A cap of spherical radius α on a unit d-sphere S is the set of points within spherical distance α from a given point on the sphere. Let \({\cal F}\) be a finite set of caps lying on S. We prove that if no hyperplane through the center of S divides \({\cal F}\) into two non-empty subsets without intersecting any cap in \({\cal F}\), then there is a cap of radius equal to the sum of radii of all caps in \({\cal F}\) covering all caps of \({\cal F}\) provided that the sum of radii is less than π/2.
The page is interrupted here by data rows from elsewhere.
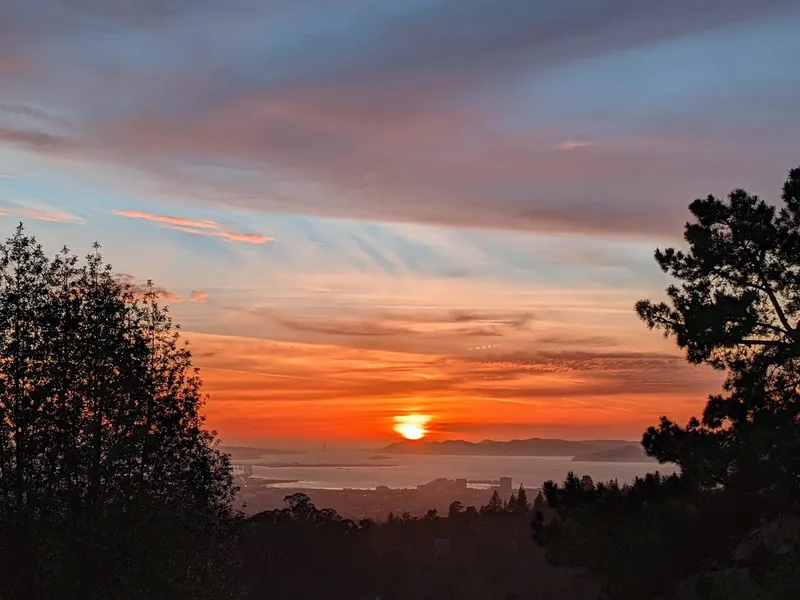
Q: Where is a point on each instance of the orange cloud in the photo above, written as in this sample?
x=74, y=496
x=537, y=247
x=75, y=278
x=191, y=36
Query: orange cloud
x=203, y=227
x=263, y=389
x=139, y=289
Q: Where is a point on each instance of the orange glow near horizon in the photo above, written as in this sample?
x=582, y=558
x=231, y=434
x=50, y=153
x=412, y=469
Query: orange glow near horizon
x=411, y=427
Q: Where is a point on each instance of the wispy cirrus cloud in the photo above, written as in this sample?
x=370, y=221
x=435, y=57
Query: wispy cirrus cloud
x=199, y=296
x=202, y=227
x=51, y=215
x=140, y=288
x=346, y=133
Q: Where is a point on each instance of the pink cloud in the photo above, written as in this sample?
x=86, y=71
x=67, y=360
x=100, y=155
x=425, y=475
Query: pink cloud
x=41, y=214
x=203, y=227
x=198, y=296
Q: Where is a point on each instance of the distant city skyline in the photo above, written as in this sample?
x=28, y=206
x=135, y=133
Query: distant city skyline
x=365, y=211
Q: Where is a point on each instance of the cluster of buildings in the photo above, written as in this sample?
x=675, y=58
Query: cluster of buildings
x=376, y=503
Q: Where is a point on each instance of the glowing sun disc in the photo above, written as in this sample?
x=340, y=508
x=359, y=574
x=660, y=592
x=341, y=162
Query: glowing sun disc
x=411, y=427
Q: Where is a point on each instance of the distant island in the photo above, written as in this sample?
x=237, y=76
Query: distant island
x=629, y=453
x=246, y=453
x=528, y=447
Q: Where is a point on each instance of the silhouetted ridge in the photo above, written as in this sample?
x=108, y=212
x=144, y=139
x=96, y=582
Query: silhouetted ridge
x=629, y=453
x=528, y=447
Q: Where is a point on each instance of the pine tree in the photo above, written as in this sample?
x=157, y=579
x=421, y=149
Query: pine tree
x=522, y=506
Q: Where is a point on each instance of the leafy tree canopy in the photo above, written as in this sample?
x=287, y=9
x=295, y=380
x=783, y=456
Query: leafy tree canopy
x=110, y=485
x=736, y=307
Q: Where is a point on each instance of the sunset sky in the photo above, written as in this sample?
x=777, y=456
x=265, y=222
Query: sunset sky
x=364, y=209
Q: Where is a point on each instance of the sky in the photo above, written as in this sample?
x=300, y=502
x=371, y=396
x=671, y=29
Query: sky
x=361, y=211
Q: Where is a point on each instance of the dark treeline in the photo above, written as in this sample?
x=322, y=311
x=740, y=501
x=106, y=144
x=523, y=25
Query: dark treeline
x=111, y=487
x=729, y=525
x=305, y=553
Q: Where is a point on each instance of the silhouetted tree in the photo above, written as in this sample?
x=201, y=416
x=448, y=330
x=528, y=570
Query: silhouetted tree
x=511, y=505
x=495, y=505
x=736, y=306
x=521, y=506
x=455, y=509
x=110, y=486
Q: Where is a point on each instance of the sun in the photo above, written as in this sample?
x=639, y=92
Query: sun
x=411, y=427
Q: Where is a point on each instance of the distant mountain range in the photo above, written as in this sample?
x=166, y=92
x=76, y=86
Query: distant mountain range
x=629, y=453
x=529, y=447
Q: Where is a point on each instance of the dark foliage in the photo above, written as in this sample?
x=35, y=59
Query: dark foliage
x=305, y=553
x=736, y=307
x=110, y=486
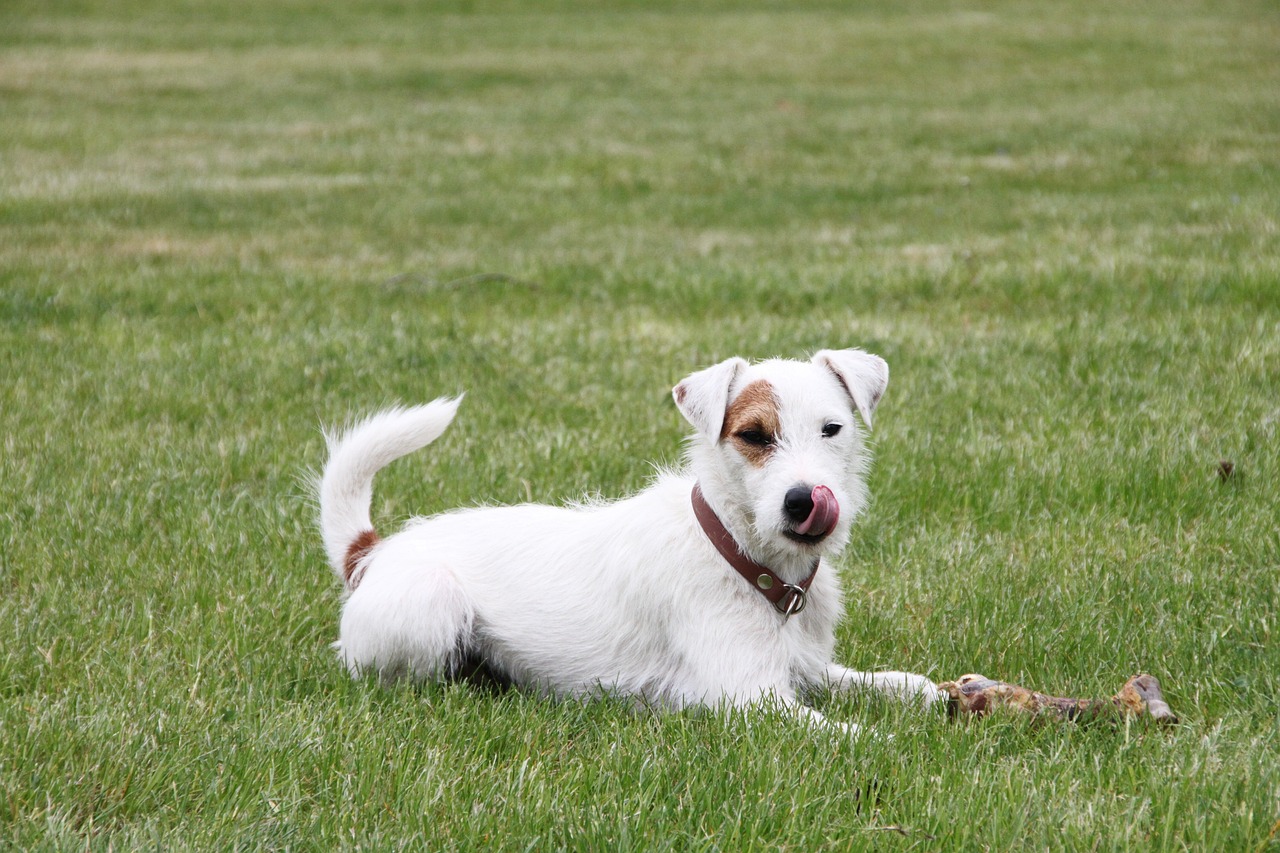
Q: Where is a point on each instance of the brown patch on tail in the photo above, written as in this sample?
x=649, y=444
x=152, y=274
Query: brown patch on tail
x=357, y=551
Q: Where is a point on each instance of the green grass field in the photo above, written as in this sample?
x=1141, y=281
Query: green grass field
x=227, y=223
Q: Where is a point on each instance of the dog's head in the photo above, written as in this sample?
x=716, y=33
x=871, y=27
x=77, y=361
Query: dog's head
x=778, y=450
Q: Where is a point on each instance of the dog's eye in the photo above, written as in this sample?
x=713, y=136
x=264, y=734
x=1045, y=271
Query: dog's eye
x=757, y=437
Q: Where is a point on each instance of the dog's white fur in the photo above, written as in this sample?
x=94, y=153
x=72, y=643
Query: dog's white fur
x=627, y=597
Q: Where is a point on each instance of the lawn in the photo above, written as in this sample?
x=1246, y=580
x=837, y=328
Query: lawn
x=224, y=224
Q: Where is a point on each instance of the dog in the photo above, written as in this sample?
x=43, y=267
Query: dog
x=712, y=587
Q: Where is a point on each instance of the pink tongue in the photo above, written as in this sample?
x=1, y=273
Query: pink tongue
x=826, y=512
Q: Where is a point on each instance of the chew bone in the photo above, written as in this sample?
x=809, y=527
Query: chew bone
x=978, y=696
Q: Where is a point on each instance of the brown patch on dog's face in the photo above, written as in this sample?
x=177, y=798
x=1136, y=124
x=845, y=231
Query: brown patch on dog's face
x=752, y=423
x=356, y=551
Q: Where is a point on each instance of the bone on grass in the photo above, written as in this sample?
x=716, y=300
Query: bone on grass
x=979, y=696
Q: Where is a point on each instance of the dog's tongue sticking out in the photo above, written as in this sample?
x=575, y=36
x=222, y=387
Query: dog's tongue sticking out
x=822, y=519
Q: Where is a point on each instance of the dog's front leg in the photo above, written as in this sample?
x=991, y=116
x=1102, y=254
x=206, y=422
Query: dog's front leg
x=906, y=687
x=803, y=712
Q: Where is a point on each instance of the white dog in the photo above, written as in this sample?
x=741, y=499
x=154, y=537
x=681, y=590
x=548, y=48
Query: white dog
x=711, y=587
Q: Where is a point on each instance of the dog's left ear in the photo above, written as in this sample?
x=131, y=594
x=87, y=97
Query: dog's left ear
x=703, y=397
x=864, y=377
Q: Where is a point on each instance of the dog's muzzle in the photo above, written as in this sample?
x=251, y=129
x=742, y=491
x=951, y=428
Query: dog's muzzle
x=813, y=512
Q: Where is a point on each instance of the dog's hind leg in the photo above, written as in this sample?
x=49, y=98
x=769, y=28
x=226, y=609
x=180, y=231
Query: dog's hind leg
x=406, y=620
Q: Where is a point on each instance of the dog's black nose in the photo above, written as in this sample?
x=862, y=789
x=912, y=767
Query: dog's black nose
x=798, y=503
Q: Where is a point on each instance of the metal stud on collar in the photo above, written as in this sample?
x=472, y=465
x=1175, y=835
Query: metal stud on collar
x=792, y=601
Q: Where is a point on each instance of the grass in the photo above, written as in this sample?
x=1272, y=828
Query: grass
x=223, y=224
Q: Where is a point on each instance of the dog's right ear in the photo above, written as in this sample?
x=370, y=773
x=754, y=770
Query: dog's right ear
x=703, y=397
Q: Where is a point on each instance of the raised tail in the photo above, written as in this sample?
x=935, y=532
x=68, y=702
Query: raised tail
x=355, y=456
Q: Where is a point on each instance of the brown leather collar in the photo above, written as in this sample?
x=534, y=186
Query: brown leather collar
x=787, y=598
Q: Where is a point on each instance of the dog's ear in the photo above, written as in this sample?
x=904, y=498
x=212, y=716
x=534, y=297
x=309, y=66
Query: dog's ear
x=863, y=375
x=703, y=397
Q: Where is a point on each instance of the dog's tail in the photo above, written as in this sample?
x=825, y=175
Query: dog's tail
x=347, y=484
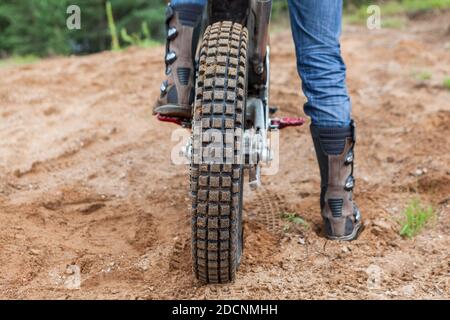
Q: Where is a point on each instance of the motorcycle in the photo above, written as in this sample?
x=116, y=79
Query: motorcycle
x=230, y=126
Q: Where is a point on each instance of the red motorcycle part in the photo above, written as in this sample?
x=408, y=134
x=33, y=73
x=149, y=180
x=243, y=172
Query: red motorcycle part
x=286, y=122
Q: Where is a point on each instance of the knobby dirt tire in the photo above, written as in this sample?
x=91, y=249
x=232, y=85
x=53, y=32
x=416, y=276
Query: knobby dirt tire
x=217, y=186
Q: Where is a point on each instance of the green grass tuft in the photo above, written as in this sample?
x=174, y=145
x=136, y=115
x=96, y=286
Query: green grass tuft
x=415, y=217
x=293, y=219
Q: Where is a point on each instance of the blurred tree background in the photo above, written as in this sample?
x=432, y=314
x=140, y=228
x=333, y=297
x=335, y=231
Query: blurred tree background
x=38, y=27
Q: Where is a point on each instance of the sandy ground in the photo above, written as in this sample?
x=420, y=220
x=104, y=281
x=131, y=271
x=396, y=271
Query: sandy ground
x=92, y=207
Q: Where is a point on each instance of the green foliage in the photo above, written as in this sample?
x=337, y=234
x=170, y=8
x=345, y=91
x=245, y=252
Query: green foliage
x=295, y=220
x=39, y=26
x=141, y=40
x=358, y=13
x=415, y=217
x=18, y=60
x=112, y=27
x=446, y=83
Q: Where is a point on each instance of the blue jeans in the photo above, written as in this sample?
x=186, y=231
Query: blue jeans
x=316, y=29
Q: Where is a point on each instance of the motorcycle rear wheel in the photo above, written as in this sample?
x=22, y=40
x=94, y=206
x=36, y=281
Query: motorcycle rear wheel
x=217, y=186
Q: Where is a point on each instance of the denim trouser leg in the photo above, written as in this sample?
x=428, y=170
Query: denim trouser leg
x=199, y=2
x=316, y=28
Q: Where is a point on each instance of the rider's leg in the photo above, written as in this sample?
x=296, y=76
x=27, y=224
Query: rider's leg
x=316, y=27
x=183, y=19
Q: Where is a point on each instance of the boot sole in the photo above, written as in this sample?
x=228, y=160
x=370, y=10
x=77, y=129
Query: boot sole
x=353, y=236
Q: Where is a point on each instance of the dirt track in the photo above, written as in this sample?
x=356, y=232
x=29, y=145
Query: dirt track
x=86, y=180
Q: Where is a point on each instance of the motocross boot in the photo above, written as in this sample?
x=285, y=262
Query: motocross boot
x=335, y=154
x=177, y=91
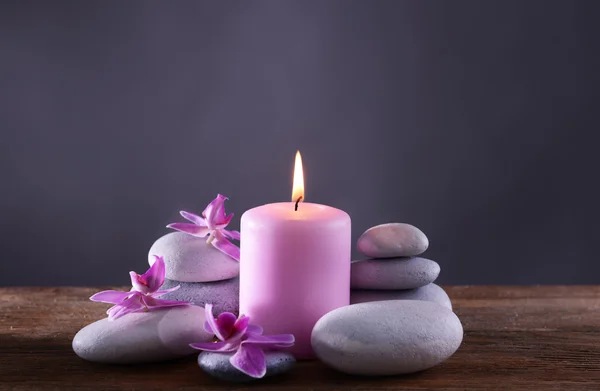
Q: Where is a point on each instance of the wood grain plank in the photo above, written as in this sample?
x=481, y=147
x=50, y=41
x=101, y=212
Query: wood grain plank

This is the spherical analog of the so-called Circle Covering Theorem by Goodman and Goodman and the strengthening of Fejes Tóth’s zone conjecture proved by Jiang and the author.

甲帽球面半径的α上的单元d -sphere小号是设定球面距离内的点的α从球体上的给定点。设\({\cal F}\)是位于S上的有限大写集合。我们证明，如果没有通过S中心的超平面将\({\cal F}\)分成两个非空子集而不与\({\cal F}\) 中的任何上限相交，那么存在一个半径相等的上限到全部大写的半径的总和中的\（{\ CAL F} \）覆盖的全部大写\（{\ CAL F} \）提供的半径之和小于π/ 2。

这是古德曼和古德曼所谓的圆覆盖定理的球面模拟，也是蒋和作者证明的费耶斯·托特区域猜想的加强。